The City Planning Commission certified the application on Monday, officially kicking off the uniform land use review procedure (ULURP) for a zoning map change that will prohibit jails from operating on Rikers Island after December 31, 2026. The deadline aligns with a controversial plan, which was approved by the City Council in October, to erect four new jails in every borough except on Staten Island to replace the infamous island complex.
The unprecedented proposal marks the first time the City Council has put forward a land use application, and was jointly filed with the Mayor’s Office of Criminal Justice and the Department of Corrections to mollify opponents who criticized the borough-based jail plan’s lack to mechanism to ensure the jails will close on Rikers Island. The Council hastily moved the provision forward a week before city lawmakers voted on the jails plan.
“By guaranteeing that Rikers will never again be used for incarceration, we’re charting a new course forward for the Island and the people of New York City,” Mayor de Blasio said in a statement. “We’re making good on our promise to close Rikers once and for all.”
Rikers Island is technically part of the Bronx, but due to a community districting quirk the jail complex falls under the purvey of Queens Community Board 1. This means that the community board and Queens Borough President will make recommendations on the map change as part of the seven-month ULURP process. Bronx Borough President Ruben Diaz Jr. will also have the option to offer advisory input on the plan, since the island is geographically within the borough’s boundaries.
Florence Koulouris, the district manager of Queens Community 1, expects the board to hold a public hearing on the map change before January 21, when the monthly full board meeting is scheduled. The board has yet to receive the application’s paperwork, which is when the clock officially starts ticking for the 60-day community board review period, but Koulouris anticipates those documents to come through within the next couple of weeks.
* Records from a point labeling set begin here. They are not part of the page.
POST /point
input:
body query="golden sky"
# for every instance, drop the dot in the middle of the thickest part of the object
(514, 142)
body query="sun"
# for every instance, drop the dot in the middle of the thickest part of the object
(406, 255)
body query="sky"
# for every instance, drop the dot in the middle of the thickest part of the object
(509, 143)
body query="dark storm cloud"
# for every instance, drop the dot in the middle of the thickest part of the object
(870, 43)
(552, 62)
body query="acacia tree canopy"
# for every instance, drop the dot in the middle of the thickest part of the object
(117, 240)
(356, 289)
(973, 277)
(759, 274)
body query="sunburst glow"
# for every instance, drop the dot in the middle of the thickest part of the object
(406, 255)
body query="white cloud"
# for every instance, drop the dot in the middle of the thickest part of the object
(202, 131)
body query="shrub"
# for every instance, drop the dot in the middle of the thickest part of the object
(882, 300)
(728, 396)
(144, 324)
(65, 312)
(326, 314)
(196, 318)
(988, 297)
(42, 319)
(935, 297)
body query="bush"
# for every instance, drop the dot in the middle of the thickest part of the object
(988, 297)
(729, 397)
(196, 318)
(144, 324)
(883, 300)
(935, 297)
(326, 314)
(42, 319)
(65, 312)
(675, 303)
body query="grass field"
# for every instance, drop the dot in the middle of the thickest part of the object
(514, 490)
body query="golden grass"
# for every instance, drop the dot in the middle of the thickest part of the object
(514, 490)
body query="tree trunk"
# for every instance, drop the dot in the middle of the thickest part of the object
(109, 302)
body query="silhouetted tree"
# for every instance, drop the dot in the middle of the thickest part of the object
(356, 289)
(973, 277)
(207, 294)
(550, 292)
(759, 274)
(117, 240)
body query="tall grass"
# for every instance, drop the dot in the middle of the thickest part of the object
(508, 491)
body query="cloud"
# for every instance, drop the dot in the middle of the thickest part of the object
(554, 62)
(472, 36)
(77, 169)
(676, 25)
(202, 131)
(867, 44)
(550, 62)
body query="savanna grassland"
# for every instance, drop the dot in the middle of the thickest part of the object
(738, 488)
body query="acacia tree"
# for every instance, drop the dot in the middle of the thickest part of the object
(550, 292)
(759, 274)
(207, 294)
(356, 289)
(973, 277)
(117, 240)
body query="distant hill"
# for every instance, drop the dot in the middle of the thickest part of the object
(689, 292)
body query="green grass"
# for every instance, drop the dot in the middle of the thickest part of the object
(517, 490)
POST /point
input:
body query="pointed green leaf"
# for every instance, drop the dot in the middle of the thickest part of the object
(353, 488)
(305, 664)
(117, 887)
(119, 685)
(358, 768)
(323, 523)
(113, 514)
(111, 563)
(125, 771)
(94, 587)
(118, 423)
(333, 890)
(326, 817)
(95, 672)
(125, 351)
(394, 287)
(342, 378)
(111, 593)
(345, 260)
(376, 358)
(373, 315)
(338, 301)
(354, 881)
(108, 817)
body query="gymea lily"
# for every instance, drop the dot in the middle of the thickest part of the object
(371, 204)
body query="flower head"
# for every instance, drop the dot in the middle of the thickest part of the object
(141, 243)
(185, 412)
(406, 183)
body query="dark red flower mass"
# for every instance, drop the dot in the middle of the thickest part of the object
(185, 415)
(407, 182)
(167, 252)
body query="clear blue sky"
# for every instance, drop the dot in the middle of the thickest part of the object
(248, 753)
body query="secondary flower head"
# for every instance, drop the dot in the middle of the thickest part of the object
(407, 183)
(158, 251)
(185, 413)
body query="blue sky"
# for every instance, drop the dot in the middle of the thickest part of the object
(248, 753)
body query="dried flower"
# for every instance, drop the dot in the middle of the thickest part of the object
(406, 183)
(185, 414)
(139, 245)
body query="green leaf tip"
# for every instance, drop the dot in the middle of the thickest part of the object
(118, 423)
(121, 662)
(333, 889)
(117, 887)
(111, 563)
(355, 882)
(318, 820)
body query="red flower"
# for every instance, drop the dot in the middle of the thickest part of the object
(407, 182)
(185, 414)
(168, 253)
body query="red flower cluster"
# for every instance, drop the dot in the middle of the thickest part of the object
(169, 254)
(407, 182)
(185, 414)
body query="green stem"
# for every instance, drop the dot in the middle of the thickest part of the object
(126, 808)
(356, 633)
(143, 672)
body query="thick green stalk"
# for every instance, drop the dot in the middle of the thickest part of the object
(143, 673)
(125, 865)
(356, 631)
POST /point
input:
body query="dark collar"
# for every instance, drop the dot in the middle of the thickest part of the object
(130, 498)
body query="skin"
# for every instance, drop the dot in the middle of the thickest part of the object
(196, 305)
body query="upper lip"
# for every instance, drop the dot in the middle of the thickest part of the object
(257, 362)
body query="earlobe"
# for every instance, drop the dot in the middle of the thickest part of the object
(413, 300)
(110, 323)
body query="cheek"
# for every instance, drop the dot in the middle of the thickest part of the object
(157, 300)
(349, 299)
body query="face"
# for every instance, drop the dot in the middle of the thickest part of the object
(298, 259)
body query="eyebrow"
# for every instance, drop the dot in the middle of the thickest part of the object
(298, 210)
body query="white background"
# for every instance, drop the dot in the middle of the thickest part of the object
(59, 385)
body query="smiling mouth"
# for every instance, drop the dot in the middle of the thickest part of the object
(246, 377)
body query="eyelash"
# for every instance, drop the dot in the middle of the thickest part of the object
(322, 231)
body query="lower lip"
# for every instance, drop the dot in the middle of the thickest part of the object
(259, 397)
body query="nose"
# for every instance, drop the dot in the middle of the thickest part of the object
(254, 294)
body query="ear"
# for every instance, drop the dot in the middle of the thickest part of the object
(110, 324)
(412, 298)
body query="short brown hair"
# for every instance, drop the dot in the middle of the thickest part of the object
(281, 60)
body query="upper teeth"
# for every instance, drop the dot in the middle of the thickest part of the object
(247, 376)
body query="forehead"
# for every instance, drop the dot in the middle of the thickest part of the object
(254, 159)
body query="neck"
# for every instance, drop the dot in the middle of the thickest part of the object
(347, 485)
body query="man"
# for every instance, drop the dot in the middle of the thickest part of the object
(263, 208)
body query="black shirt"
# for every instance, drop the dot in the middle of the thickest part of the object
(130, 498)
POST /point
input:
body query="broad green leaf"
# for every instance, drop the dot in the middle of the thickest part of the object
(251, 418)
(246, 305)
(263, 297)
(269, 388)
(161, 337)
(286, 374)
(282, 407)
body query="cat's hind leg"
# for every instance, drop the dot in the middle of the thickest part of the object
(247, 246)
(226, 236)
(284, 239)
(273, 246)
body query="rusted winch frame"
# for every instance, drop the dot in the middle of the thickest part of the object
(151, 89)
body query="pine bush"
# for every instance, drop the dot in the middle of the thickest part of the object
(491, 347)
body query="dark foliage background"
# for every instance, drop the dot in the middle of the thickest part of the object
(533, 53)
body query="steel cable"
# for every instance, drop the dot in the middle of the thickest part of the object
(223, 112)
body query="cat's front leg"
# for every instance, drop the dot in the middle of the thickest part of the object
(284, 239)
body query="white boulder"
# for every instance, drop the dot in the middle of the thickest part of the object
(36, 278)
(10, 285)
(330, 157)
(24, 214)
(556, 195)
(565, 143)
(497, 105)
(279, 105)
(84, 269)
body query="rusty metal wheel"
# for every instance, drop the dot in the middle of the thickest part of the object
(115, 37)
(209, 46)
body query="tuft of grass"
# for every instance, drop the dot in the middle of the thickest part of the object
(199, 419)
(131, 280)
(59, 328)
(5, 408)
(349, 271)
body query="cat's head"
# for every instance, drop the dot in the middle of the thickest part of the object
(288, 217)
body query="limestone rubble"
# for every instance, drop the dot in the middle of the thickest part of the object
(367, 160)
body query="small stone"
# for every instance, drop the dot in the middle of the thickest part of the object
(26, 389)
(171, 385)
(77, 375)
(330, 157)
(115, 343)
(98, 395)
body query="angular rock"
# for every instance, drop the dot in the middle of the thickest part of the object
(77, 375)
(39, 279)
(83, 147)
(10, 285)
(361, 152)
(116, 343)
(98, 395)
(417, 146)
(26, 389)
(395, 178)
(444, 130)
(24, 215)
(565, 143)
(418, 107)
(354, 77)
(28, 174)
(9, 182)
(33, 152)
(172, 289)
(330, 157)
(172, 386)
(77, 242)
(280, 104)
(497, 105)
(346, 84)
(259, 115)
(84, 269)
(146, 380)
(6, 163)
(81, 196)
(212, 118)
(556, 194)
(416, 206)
It will be crucial to educate locals on exactly what the map change does and does not do, she stressed. “This is a big step in the city’s future,” Koulouris said. “There will be passionate feelings on both sides so this is going to be very interesting.”
The application is solely focused on changing Rikers Island’s designation to a public place. It will not spur new development on its own, but does open the door for the island to be converted to public open space, a hub for renewable energy, or potentially a runway extension for LaGuardia Airport. Housing would only be possible if the island is rezoned, which would require its own ULURP process. But many remain anxious about the island’s fate, should the borough-based jail plan come to fruition, and the island’s remapping is a precursor to what will likely be a controversial process to remake the island.
“I am certainly aware of the fact that people are concerned about what the use of this island is after it is decommissioned as a jail,” said City Planning Commissioner Orlando Marín during Monday’s certification hearing. “The concern is out there, it needs to be talked about. It needs to be mentioned.”